“What do I have to lose?”
I hear this question regularly from patients who want to try the latest “breakthrough” in Alzheimer’s research featured on television or YouTube. These are typically things that either have been tested in animals with no human studies or things that have been tested haphazardly in small numbers of patients and then vigorously hyped.
For example, curcumin is a component of curry that has been tested in animals, with a single small negative study in human subjects, but is well publicized and recommended in the lay media. Bexarotene is a drug approved for skin cancer that showed impressive results in animals and is now in human testing.
A videotape of a single Alzheimer’s patient using coconut oil went viral and has everyone asking about it. A report of a single patient with a great response to the spinal injection of Enbrel has also been widely disseminated, with some physicians wondering if we should be trying this. Intravenous immunoblobulin, or IVIG — a product derived from blood — has been tested in an encouraging study in 36 patients, but it will really take the results of a larger study (which will be reported this summer) to know whether it can really be recommended.
In each case, the drug is currently available, either as an approved supplement or as a drug which is Food and Drug Administration-approved for other indications. So there is a temptation to try it without real proof that it is effective for Alzheimer’s: “What do I have to lose?”
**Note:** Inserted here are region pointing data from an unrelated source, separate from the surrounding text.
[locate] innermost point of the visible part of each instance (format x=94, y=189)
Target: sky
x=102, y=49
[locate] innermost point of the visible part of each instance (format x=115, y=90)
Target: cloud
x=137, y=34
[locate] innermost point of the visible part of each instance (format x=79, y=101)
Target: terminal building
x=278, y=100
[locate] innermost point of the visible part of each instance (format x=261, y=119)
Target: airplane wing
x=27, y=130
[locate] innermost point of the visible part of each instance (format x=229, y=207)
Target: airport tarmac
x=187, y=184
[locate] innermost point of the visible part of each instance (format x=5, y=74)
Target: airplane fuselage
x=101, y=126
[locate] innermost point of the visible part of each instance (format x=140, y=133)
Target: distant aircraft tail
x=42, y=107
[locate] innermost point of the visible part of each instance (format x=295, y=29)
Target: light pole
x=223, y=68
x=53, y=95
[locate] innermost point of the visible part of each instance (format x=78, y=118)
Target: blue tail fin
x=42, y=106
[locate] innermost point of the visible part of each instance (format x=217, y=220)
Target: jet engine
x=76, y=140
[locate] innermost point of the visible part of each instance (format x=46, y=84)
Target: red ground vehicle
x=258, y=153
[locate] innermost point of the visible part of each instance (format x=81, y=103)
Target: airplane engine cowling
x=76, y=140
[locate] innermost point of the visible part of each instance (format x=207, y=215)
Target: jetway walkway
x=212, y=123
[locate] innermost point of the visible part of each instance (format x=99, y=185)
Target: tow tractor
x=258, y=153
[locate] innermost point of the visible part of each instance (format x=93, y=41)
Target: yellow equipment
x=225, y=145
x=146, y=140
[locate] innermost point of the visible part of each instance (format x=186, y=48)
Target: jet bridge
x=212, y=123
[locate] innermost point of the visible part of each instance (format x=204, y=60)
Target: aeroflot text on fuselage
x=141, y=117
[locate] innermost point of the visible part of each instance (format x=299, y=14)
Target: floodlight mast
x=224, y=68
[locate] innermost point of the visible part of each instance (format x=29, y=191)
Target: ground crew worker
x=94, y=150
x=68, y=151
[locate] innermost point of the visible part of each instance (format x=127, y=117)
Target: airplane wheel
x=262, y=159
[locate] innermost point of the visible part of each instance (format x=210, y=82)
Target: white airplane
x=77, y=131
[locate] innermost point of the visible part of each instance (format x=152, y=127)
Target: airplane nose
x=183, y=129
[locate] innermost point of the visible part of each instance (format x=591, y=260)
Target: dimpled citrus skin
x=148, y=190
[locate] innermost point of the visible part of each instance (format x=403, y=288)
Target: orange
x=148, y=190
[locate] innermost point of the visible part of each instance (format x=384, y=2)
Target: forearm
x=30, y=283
In the case of curcumin and coconut oil, the answer is: “nothing.” I don’t push these treatments. But if my patients ask about them, I tell them: “Go ahead, give it a try.” I wish I could say that they come back with glowing reports, but sadly I have not heard much encouraging news.
My response is very different when I’m asked about Enbrel, IVIG, or bexarotene. In each of these cases, there is the possibility of significant side effects. Each of these requires a doctor and a prescription, and in the absence of good evidence in human subjects, I do not prescribe them.
Even for patients with Alzheimer’s, there is a lot to lose. Our patients have the capacity for a good quality of life for many years after diagnosis, and we can and should promote sensible, simple measures for improving quality of life rather than promote desperate attempts with real risks.